A convention speech is not a budget submission, even when, as with Mr. Ryan, it comes from the chairman of the House Budget Committee. But a party that claims to be willing to make hard choices ought to be prepared to spell some of them out. Mr. Ryan offered only the bare assertion that federal spending of 20 percent of the gross domestic product is “enough” — despite the aging of the population and Mr. Romney’s vow to keep defense spending alone at 4 percent.

Mr. Ryan has been an intellectual leader of his party on fiscal issues, and Mr. Romney’s decision to add him to the Republican ticket represented an opportunity to focus the debate on this urgent matter, “before,” as Mr. Ryan said Wednesday, “the math and the momentum overwhelm us all.” Mr. Ryan skewered the president in his speech for creating and then walking away from a bipartisan debt commission that, he said, “came back with an urgent report.” We’ve expressed similar frustrations, but omitted from Mr. Ryan’s self-serving rendition was the uncomfortable fact that Mr. Ryan served on that very commission but was unwilling to follow the brave lead of the Republican senators on the panel who supported its “urgent” recommendations. Will the Romney-Ryan ticket endorse them now?

Mr. Ryan’s selection prompted a serious discussion of Medicare reform but also ushered in a depressingly predictable series of “Mediscare” charges and counter-charges. Mr. Ryan stooped to some of that Wednesday night, asserting that “the greatest threat to Medicare is Obamacare,” although the health care law began the hard task of reforming the program.

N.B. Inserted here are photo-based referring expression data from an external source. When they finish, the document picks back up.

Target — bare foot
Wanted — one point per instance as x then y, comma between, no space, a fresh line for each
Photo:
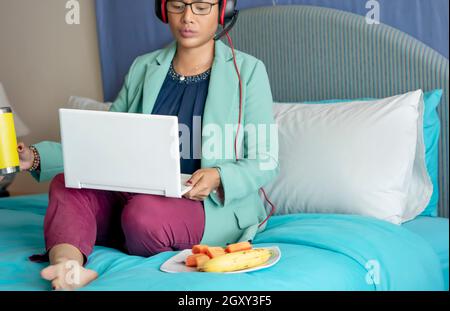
68,275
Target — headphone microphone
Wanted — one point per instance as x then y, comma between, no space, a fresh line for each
228,28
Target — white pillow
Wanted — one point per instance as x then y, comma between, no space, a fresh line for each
363,158
76,102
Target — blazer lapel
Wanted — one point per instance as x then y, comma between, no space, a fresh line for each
222,103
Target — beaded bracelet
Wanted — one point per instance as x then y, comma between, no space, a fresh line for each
36,159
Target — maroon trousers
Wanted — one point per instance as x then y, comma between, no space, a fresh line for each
138,224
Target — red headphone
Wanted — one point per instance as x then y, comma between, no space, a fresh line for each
226,10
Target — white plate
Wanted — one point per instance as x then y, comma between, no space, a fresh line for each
176,263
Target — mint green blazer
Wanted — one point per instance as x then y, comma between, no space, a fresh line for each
237,217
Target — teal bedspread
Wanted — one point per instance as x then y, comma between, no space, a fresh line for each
319,252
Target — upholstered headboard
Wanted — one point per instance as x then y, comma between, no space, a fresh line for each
315,53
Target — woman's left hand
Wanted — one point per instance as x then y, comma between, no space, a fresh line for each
203,182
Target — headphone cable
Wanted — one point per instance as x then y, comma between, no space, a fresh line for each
239,125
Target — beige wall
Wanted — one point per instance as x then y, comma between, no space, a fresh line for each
43,61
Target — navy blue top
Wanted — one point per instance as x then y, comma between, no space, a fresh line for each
185,97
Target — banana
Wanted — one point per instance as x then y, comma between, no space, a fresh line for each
237,260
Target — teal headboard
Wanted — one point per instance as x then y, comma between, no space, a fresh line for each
315,53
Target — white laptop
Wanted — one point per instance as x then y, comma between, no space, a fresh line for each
127,152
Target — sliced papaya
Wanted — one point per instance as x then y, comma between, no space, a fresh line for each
195,259
199,249
237,247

He assailed Mr. Obama for having “funneled” $716 billion out of Medicare, without mention that his own budget assumed cuts of precisely that magnitude.

Mr. Ryan described Mr. Romney as a man prepared “to meet serious challenges in a serious way, without excuses and idle words.” Mr. Romney’s appearance before the convention Thursday night is an opportunity to demonstrate that seriousness — matching rhetoric with substance appropriate to the magnitude of the task the next president will face.